# Week 2: A naive cross-matcher

When investigating astronomical objects, like active galactic nuclei (AGN), astronomers compare data about those objects from different telescopes at different wavelengths.

This requires positional cross-matching to find the closest counterpart within a given radius on the sky.

In this activity you'll cross-match two catalogues: one from a radio survey, the AT20G Bright Source Sample (BSS) catalogue and one from an optical survey, the SuperCOSMOS all-sky galaxy catalogue.

The BSS catalogue lists the brightest sources from the AT20G radio survey while the SuperCOSMOS catalogue lists galaxies observed by visible light surveys. If we can find an optical match for our radio source, we are one step closer to working out what kind of object it is, e.g. a galaxy in the local Universe or a distant quasar.

We've chosen one small catalogue (BSS has only 320 objects) and one large one (SuperCOSMOS has about 240 million) to demonstrate the issues you can encounter when implementing cross-matching algorithms.

The positions of stars, galaxies and other astronomical objects are usually recorded in either equatorial or Galactic coordinates.

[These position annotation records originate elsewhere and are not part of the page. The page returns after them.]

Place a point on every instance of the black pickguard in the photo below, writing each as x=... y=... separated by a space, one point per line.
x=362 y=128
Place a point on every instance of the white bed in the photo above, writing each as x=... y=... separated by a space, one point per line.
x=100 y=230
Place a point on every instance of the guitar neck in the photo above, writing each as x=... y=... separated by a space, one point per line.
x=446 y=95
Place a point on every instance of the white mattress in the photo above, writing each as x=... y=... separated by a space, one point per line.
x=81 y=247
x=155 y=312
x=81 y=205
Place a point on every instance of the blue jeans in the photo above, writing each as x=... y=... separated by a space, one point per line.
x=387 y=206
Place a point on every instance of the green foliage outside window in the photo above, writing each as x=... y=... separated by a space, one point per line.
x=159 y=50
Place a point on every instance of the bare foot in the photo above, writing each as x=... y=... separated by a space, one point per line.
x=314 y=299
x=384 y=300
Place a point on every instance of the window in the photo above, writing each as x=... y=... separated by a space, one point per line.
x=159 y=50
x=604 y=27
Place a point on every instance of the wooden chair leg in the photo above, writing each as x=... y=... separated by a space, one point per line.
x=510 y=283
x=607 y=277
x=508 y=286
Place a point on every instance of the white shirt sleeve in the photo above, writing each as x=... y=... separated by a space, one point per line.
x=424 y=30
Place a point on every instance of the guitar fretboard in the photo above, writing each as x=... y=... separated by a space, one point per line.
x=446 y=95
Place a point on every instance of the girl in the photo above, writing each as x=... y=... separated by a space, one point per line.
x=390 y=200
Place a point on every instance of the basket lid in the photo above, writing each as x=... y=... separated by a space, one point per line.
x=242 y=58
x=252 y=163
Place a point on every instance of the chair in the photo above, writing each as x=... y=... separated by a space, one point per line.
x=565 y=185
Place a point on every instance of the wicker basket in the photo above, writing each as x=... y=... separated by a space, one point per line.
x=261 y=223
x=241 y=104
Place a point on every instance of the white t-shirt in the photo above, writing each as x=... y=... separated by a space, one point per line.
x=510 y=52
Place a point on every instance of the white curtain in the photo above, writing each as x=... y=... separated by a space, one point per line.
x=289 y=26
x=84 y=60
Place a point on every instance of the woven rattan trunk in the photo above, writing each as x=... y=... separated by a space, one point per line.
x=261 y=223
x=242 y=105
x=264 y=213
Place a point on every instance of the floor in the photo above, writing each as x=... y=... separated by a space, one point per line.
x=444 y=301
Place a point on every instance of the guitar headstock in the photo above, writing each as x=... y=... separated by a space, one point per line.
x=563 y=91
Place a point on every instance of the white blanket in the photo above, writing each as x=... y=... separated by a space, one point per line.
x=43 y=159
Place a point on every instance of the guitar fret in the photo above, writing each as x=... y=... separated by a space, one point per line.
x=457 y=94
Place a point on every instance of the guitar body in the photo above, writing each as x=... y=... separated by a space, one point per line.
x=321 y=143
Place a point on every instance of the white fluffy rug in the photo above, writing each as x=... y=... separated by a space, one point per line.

Equatorial coordinates are fixed relative to the celestial sphere, so the positions are independent of when or where the observations took place. They are defined relative to the celestial equator (which is in the same plane as the Earth's equator) and the ecliptic (the path the sun traces throughout the year).

A point on the celestial sphere is given by two coordinates:

Right ascension: the angle from the vernal equinox to the point, going east along the celestial equator;
Declination: the angle from the celestial equator to the point, going north (negative values indicate going south).
The vernal equinox is the intersection of the celestial equator and the ecliptic where the ecliptic rises above the celestial equator going further east.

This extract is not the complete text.